Senior Staff DevOps Engineer - Cloud Analytics & FinOps Engineering Platform
- Pleasanton, CA
- Permanent
- Full-time
- Design and implement secure, scalable Kubernetes clusters across AWS EKS, GCP GKE, and Azure AKS supporting complex data platform workloads.
- Architect hybrid cloud infrastructure with unified management and governance, building infrastructure-as-code solutions using Terraform, AWS CDK, and CloudFormation for repeatable deployments.
- Establish multi-cloud networking including VPC design, cross-cloud connectivity, Transit Gateway configurations, and secure service mesh implementations while navigating ServiceNow enterprise standards and approval processes.
- Implement comprehensive security frameworks across multi-cloud data platform stack adhering to enterprise security standards.
- Design identity and access management across cloud providers following principle of least privilege, orchestrate secrets management using cloud-native solutions, and establish security scanning for container images and infrastructure.
- Ensure compliance with SOC2, FedRAMP, and regulatory requirements while working with security teams to implement platform controls and data governance.
- Design sophisticated CI/CD pipelines using Jenkins, GitHub Actions, TeamCity, and Argo CD for GitOps workflows.
- Manage artifact repositories with automated image scanning and promotion, create Helm charts for complex data platform services (Trino, Airflow, Lightdash, Grafana), and establish automated testing pipelines for infrastructure changes with drift detection and remediation.
- Architect comprehensive monitoring using Grafana, Prometheus, and CloudWatch with advanced alerting and incident response frameworks.
- Design SLIs/SLOs/SLAs for data platform services with error budget management, establish SRE practices including toil reduction and capacity planning, and create operational dashboards for platform health and performance metrics.
- Implement automated remediation workflows and capacity forecasting with predictive analytics.
- Design secure data ingestion pipelines from disparate systems across multi-cloud and on-premises environments.
- Implement data source connectors for billing systems, ServiceNow internal systems, SaaS platforms, and ML platforms.
- Manage hybrid cloud connectivity and orchestrate complex data workflows using Apache Airflow with high availability across multiple cloud environments.
- Implement automated scaling and resource management across cloud providers.
- Establish Cloud Development Environment (CDE) platform using Coder to provision on-demand development workspaces via Terraform templates for global distributed teams, with enterprise compliance and cost optimization.
- Work within ServiceNow enterprise processes for technology approvals and infrastructure changes.
- Mentor junior engineers across global time zones on SRE best practices, establish operational runbooks for 24/7 platform support with automated incident response, and implement SRE organizational practices including error budget policies and reliability reviews.
- Experience in leveraging or critically thinking about how to integrate AI into work processes, decision-making, or problem-solving.

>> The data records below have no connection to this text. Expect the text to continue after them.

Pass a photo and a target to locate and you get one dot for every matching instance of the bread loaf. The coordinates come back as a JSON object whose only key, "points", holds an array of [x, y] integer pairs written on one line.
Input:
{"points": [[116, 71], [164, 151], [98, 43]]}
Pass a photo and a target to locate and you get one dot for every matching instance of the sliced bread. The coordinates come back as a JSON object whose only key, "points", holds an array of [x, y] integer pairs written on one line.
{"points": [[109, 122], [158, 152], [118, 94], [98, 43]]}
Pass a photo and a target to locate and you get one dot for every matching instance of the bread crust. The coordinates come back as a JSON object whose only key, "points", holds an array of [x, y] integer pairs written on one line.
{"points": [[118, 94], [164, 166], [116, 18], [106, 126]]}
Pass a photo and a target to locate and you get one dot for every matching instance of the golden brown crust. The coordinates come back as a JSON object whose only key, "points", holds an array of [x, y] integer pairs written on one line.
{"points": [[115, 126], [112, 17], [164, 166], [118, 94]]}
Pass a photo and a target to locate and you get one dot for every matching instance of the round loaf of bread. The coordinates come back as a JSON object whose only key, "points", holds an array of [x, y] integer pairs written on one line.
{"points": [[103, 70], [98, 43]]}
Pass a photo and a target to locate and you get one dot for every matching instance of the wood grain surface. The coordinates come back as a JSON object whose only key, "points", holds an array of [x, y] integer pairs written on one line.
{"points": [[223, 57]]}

This may include using AI-powered tools, automating workflows, analyzing AI-driven insights, or exploring AI's potential impact on the function or industry.
- 10+ years of DevOps/Platform engineering experience with large-scale distributed systems in enterprise environments
- Expert-level Kubernetes knowledge across multiple cloud providers (EKS, GKE, AKS) including service mesh and cluster management
- Multi-cloud expertise across AWS, GCP, and Azure with deep understanding of platform strengths and cost models
- Advanced Infrastructure-as-Code experience with Terraform, CloudFormation, and AWS CDK
- Proven CI/CD pipeline management using GitHub Actions, Jenkins, Argo CD, and GitOps workflows in enterprise environments
- Strong security background with cloud security best practices and compliance frameworks (SOC2, FedRAMP)
- Expertise in network security for cloud and Kubernetes environments, including VPC design, zero-trust networking, security policies, firewall rules, VPNs, and intrusion detection/prevention systems
- Enterprise navigation skills with large organization processes and cross-team collaboration
- Bachelor's degree in Computer Science, Engineering, or related technical field
- Full professional proficiency in English
- Multi-Cloud & Container Orchestration: Docker, Kubernetes, and Helm across AWS, GCP, and Azure at enterprise scale with hybrid cloud networking including VPN, Direct Connect, ExpressRoute, and cross-cloud connectivity.
- DevOps & Automation: CI/CD automation, GitOps workflows, Infrastructure-as-Code mastery, and scripting proficiency in Python, Bash, and Go for infrastructure management and toil reduction.
- Data Platform Operations: Experience with Trino/Presto, Apache Airflow, dbt, analytics databases, and Cloud Development Environment platforms including Coder for workspace provisioning.
- Site Reliability Engineering: SLI/SLO design, error budgets, chaos engineering, automated remediation, monitoring with Grafana/Prometheus/ELK stack, and performance engineering for distributed systems.
- Database & Integration: PostgreSQL operations, on-premises integration with legacy systems, and hybrid cloud architectures across cloud and on-prem environments.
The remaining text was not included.